Костер пылал. А только мало кто смысл того костра желал уразуметь.
Сего дня император встал рано. Переговорил с вельможами о делах Отечества. Кому попенял, кого похвалил. И уж без двух минут восемь стояли у крыльца санки и лошадь серая била копытом. Следовало ехать осматривать вновь возводимый Михайловский замок.
Постройке Михайловского замка предшествовал небывалый случай.
Перед самой матушкиной кончиной было Павлу Петровичу видение.
Незримая сила нечувствительно приподняла его и вознесла прямо на небо. Из сопутствующих вознесенью картин стало ясно: сие происходит не после смерти, при жизни!
Проснувшись, он усилием воли отогнал гул и звон, отогнал сон. Слишком уж необычен, стало быть вреден. Однако ж, засыпая снова и не войдя еще в сон глубокий, — был он вновь растревожен странным видением, звуками его, картинами.
В ту же ночь в Летнем дворце часовой лицезрел Михаила Архангела.
Глухою полночью стукнули в караульную дверь. Стуку вослед часовой был назван по имени. Приоткрыв дверь, он глянул сквозь щель. Увидал: явился на караул некий старец.

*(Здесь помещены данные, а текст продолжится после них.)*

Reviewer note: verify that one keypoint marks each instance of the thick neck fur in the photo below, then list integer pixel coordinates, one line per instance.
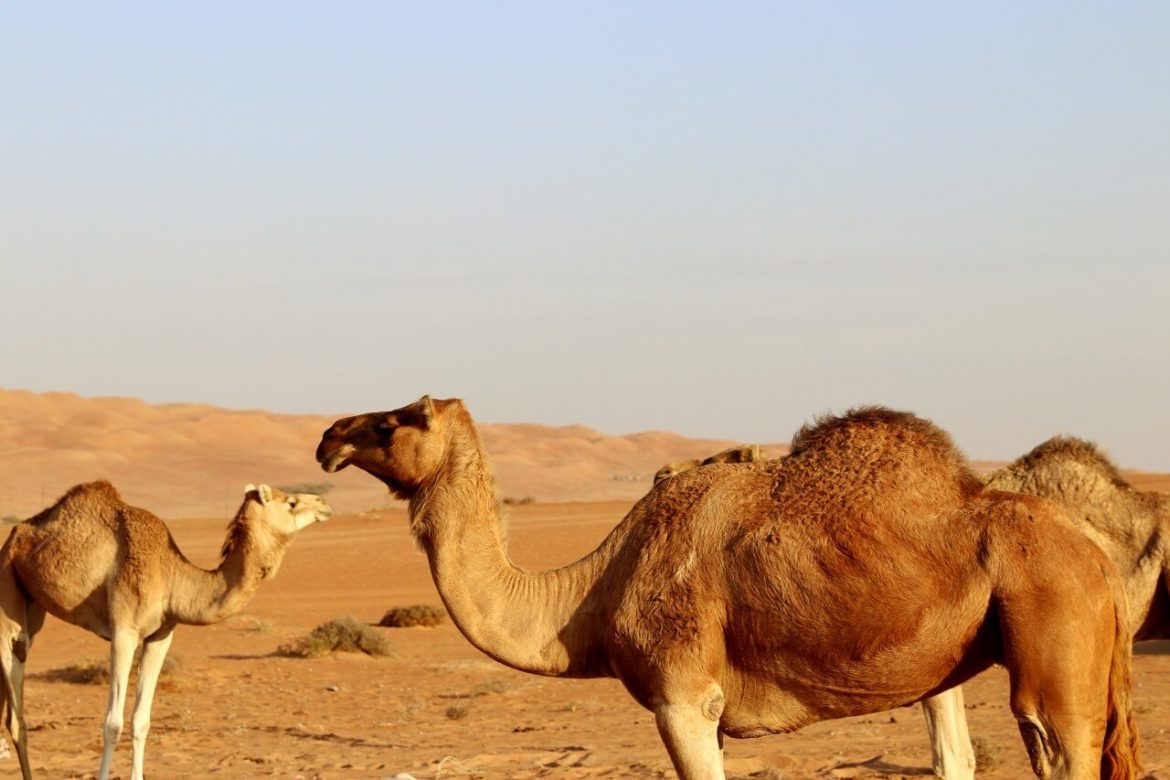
(542, 622)
(252, 553)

Вида старец был важного, весь покрыт сединами, чем сразу вызвал у часового глубокое почтение.
Старец заговорил певуче:
— Пойди и скажи новому государю, чтоб он на этом самом месте начал немедля строить храм Божий в честь Архангела Михаила! Иди же, не мешкай!
Караульный доложил по команде. Сперва не поверили, затем решили делу дать ход. Вскоре солдат предстал перед Павлом Петровичем.

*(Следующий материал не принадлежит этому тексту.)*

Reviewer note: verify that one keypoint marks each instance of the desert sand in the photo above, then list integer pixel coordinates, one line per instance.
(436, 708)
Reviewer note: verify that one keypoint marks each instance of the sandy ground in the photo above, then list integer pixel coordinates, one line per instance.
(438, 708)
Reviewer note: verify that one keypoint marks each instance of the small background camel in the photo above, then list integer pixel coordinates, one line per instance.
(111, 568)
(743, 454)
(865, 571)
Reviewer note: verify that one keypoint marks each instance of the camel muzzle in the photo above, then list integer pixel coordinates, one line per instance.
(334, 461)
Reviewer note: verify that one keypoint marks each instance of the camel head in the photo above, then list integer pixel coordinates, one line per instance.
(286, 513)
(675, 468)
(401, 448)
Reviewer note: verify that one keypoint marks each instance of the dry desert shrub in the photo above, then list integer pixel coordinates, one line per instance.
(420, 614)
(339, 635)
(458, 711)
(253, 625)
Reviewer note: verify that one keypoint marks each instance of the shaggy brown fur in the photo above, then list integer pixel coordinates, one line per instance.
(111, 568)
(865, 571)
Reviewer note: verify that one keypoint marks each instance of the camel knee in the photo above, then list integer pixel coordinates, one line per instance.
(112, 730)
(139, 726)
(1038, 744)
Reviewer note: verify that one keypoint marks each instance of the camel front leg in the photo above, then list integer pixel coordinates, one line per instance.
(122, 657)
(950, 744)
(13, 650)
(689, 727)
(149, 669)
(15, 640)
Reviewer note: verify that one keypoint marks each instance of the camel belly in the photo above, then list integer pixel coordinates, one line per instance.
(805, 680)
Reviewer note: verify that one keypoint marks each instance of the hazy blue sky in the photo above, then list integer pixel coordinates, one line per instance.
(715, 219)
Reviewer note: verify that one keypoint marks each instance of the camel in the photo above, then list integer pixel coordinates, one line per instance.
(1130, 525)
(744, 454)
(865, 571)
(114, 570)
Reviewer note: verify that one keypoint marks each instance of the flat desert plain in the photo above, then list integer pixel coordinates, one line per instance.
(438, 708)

Рассказал, что да как. Рассказывал не таясь и без прикрас. Императору стало весело. Душа его на миг уподобилась легкому перышку. Сказал солдату:
— Да уж я про это знаю. И мне святой Михаил явился. Так надобно нам с тобою святому Михаилу повиноваться. Быть сему храму! Молодец, солдат. Не струсил, до меня, до государя дошел. Вот тебе за смелость табакерка серебряная!
Впрочем, табакерки под рукой не оказалось. Тогда был солдату выдан золотой голландский ефимок.
Караульный ушел, Летний дворец решено было ломать. На его месте стали возводить дворец Михаила Архангела — Михайловский замок. Возводили спешно: стуча, покрикивая, соря золотом, без передышки.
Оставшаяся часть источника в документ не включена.